A lua-de-mel do capitão
Renato Lessa
DANIEL GOLDHAGEN
uma das muitas mitologias construídas a respeito do Holocausto destaca a presença de um gigantesco mecanismo de assassinato em escala industrial. O horror de Auschwitz é o ícone e a evidência dessa percepção. Duas teriam sido as principais características daquele experimento: a possibilidade de eliminar um número assustador de pessoas, com reduzido investimento temporal e espacial, e a diluição da culpa, já que o atributo "industrial" sugere a presença de dimensões tais como automatismo, máquina e complexidade organizacional, eliminando assim o contato diádico, a dimensão pessoal.
Nada mais distante disso que o cenário revelado por Daniel Goldhagen ao analisar três instituições centrais na matança dos judeus durante o Holocausto: os batalhões policiais, os campos de trabalho e as marchas da morte. Cada uma delas revela o peso fundamental da adesão voluntária de alemães comuns aos atos de extermínio.
No limite, nem sequer dimensões da vida privada e íntima dos perpetradores estiveram distantes de suas ações no genocídio. Em junho de 1942, um certo capitão Julius Wohlauf decidiu erradicar a vida dos judeus de Jósefów, pequena cidade do universo judaico polonês. Pouco após o massacre, o capitão recebeu a visita de sua recém-esposa Vera. Frau Wohlauf permaneceu em cena e acompanhou seu marido, com interesse e envolvimento direto, nos massacres seguintes de Lomazy e Miedzyrzec. A jovem transitava com seu bastão de montaria entre camaradas e corpos; Goldhagen nos dá a chave desse pequeno evento: "Foi assim que Frau Wohlauf passou a sua lua-de-mel".

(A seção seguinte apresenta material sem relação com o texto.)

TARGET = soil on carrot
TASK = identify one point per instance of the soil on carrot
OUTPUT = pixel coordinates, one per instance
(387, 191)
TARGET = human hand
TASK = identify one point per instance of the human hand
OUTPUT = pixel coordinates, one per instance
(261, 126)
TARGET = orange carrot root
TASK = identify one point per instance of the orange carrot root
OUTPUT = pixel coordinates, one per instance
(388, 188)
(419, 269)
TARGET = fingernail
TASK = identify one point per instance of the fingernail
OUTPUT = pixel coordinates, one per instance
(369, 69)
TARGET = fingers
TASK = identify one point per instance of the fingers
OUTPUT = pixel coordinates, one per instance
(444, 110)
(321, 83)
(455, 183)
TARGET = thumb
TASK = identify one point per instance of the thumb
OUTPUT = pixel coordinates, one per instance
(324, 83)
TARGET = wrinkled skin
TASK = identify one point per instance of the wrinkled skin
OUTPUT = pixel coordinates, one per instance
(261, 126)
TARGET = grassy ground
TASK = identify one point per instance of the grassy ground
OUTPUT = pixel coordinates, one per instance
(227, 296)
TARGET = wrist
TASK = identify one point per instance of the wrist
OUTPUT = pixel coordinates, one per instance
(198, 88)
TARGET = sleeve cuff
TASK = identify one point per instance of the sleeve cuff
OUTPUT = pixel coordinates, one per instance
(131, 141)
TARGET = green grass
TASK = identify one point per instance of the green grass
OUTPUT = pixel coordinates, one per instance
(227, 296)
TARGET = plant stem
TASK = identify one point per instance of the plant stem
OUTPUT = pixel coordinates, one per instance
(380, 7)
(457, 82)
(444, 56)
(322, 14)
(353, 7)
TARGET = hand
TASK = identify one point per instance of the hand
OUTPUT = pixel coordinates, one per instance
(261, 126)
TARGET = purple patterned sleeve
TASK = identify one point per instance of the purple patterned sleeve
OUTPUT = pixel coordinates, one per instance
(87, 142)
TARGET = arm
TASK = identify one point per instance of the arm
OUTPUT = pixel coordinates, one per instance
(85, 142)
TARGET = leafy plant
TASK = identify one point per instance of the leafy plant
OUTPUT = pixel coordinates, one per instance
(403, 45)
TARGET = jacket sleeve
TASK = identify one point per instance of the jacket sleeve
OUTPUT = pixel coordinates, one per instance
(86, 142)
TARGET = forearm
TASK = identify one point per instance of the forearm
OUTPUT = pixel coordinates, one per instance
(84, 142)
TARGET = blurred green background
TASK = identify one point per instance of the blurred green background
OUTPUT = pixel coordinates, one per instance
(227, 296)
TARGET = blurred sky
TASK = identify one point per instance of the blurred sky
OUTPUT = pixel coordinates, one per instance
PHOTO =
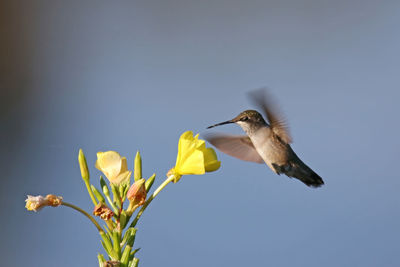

"Os Carrascos Voluntários de Hitler", do cientista político americano Daniel Jonah Goldhagen, é um livro extraordinário. Tanto as suas virtudes quanto suas lacunas decorrem da natureza ousada de seu experimento. Trata-se de entender o Holocausto tendo por referência básica as ações de pessoas comuns, no uso regular de suas faculdades morais e cognitivas. O que interessou a Goldhagen não foi a suposta disseminação pela sociedade alemã, sob o nazismo, de autômatos sociais e morais, seres movidos por uma obediência cega e uma virtual suspensão de qualquer capacidade de juízo. As pessoas que participaram da matança de judeus estavam convencidas de que as ações em que estiveram envolvidas, como perpetradores ou testemunhas, faziam sentido. Ou seja, pertenciam à ordem das possibilidades.
A estratégia analítica de Goldhagen tem como premissa a centralidade do Holocausto na história política e cultural alemã. Trata-se, em suas palavras, "da realização definidora da política e da cultura alemãs durante o nazismo" e do "marco da renúncia alemã à comunidade dos povos civilizados". Em termos menos acusatórios, o que se propõe é uma inversão nos termos usuais: não mais buscar na sociedade alemã sob o nazismo as causas do Holocausto, como se ele fosse um efeito ou um epifenômeno, mas revelar no Holocausto o funcionamento e a racionalidade alucinada do nazismo: "Explicar o Holocausto é o cume do entendimento da Alemanha durante o período nazista". O Holocausto não resulta do nazismo, ele é o próprio nazismo e o "desaguadouro expressivo" da sociedade alemã naquele período. A recusa da alteridade do Holocausto com relação à sociedade alemã exige que se ponha no centro da análise o estudo dos perpetradores.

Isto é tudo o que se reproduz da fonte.